The common names of verbena in many Central and Eastern European languages often associate it with iron. These include for example the Dutch IJzerhard (“iron-hardener”), Danish Læge-Jernurt (“medical ironwort”), German Echtes Eisenkraut (“true ironherb”), Slovak Železník lekársky (“medical ironherb”), and Hungarian vasfű (“iron grass”). An indeterminate vervain[verification needed] is among the plants on the eighth panel of the New World Tapestry (Expedition to Cape Cod).
In the William Faulkner short story An Odor of Verbena, verbena is used symbolically and described as “the only scent that can be smelled above the scent of horses and courage”, similar to the symbolic use of honeysuckle in The Sound and the Fury.

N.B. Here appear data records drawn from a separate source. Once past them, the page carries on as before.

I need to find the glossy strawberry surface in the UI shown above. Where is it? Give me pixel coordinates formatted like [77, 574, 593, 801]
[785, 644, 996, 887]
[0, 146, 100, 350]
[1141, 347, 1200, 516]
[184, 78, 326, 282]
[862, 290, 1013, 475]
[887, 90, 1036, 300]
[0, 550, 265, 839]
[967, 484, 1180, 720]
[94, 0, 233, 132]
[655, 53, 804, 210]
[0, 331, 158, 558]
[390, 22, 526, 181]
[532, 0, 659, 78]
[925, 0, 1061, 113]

William Carew Hazlitt’s Faiths and Folklore (1905) quotes John Aubrey’s Miscellanies (1721), to wit:
“Vervain and Dill / Hinder witches from their will.”
In the series of young adult novels The Vampire Diaries, author L. J. Smith uses vervain to protect humans from vampires, in an extension of vervain’s fabled magic-suppression powers against witches. In The Struggle, Volume II, the vampire Stefan instructs the human Elena that vervain can “protect you against bewitchment, and it can keep your mind clear if a vampire or another supernatural that is using Powers against you.” He tells her how it is prepared and used, “Once I’ve extracted the oil from the seeds, you can rub it into your skin, or add it to a bath. And you can make the dried leaves into a sachet and carry it with you, or put it under your pillow at night”, but gives her an unprepared sprig for protection in the meantime.
In the 1977 novel Aunt Julia and the Scriptwriter by Nobel Prize winner Mario Vargas Llosa, one of the major characters, Pedro Camacho, constantly drinks “verbena-and-mint tea” instead of coffee. The character, a writer of radio soap operas, claims that it “clears the synapses.”
In her 1933 thriller “Sweet Danger”, Margery Allingham’s hero Albert Campion describes vervain as one of the more common preparations for human sacrifice.